Collecting bits and pieces of information (which is surprisingly difficult, since the official documentation is quite bad), I've determined...
There are generally two reasons this may happen, both related to fragmentation of free space (ie, free space existing in small pieces such that a large object cannot be allocated). First, the garbage collector might not do compaction, which is to say it does not defragment the memory. Even a collector that does compaction may not do it perfectly well. Second, the garbage collector typically splits the memory area into regions that it reserves for different kinds of objects, and it may not think to take free memory from the region that has it to give to the region that needs it.
The CMS garbage collector does not do compaction, while the others (the serial, parallel, parallelold, and G1) do. The default collector in Java 8 is ParallelOld.
All garbage collectors split memory into regions, and, AFAIK, all of them are too lazy to try very hard to prevent an OOM error. The command line option -XX:+PrintGCDetails
is very helpful for some of the collectors in showing the sizes of the regions and how much free space they have.
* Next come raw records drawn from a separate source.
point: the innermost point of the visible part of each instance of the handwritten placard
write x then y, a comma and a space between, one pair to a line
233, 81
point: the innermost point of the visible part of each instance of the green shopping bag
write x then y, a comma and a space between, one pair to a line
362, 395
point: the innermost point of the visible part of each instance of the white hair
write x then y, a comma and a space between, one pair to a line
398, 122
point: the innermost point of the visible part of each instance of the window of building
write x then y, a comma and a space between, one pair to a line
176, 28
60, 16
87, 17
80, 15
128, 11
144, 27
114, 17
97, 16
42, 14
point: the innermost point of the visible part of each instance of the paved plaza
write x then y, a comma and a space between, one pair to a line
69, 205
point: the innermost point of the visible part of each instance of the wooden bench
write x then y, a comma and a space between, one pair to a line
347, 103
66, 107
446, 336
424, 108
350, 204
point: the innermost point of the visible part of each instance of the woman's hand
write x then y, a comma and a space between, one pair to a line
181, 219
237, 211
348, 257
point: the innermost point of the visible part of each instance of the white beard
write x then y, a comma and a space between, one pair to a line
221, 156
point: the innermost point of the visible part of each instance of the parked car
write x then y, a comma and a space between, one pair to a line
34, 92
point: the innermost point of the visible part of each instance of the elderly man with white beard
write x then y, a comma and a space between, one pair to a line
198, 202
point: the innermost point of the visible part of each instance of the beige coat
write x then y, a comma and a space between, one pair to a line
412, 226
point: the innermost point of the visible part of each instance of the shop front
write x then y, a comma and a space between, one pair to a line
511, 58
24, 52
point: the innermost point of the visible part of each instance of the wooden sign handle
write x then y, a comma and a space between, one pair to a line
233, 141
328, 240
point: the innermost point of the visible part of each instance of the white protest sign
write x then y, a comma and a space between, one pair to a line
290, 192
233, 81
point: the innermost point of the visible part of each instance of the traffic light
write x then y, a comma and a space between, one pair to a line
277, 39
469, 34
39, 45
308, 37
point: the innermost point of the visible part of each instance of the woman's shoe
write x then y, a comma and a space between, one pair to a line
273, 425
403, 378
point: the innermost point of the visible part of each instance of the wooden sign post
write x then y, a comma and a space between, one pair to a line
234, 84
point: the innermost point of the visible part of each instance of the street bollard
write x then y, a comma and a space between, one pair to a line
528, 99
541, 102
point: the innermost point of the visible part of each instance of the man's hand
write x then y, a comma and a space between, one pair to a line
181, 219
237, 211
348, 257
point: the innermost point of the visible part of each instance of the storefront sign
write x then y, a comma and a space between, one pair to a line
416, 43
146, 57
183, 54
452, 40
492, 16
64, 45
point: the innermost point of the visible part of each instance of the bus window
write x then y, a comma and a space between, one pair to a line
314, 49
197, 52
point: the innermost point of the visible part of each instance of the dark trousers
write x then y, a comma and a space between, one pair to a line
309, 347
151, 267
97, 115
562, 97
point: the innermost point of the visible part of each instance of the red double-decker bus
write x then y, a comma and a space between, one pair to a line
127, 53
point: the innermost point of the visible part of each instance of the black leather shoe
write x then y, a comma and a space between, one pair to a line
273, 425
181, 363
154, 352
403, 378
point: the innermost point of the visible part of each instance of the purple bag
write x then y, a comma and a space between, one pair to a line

It is possible to experiment with different garbage collectors and tuning options. Regarding my question, the G1
collector (enabled with the JVM flag -XX:+UseG1GC
) solved the issue I was having. However, this was basically down to chance (in other situations, it OOMs more quickly). Some of the collectors (the serial, cms, and G1) have extensive tuning options for selecting the sizes of the various regions, to enable you to waste time in futilely trying to solve the problem.
Ultimately, the real solutions are rather unpleasant. First, is to install more RAM. Second, is to use smaller arrays. Third, is to use ByteBuffer.allocateDirect
. Direct byte buffers (and their int/float/double wrappers) are array-like objects with array-like performance that are allocated on the OS's native heap. The OS heap uses the CPU's virtual memory hardware and is free from fragmentation issues and can even effectively use the disk's swap space (allowing you to allocate more memory than available RAM). A big drawback, however, is that the JVM doesn't really know when direct buffers should be deallocated, making this option more desirable for long-lived objects. The final, possibly best, and certainly most unpleasant option is to allocate and deallocate memory natively using JNI calls, and use it in Java by wrapping it in a ByteBuffer
.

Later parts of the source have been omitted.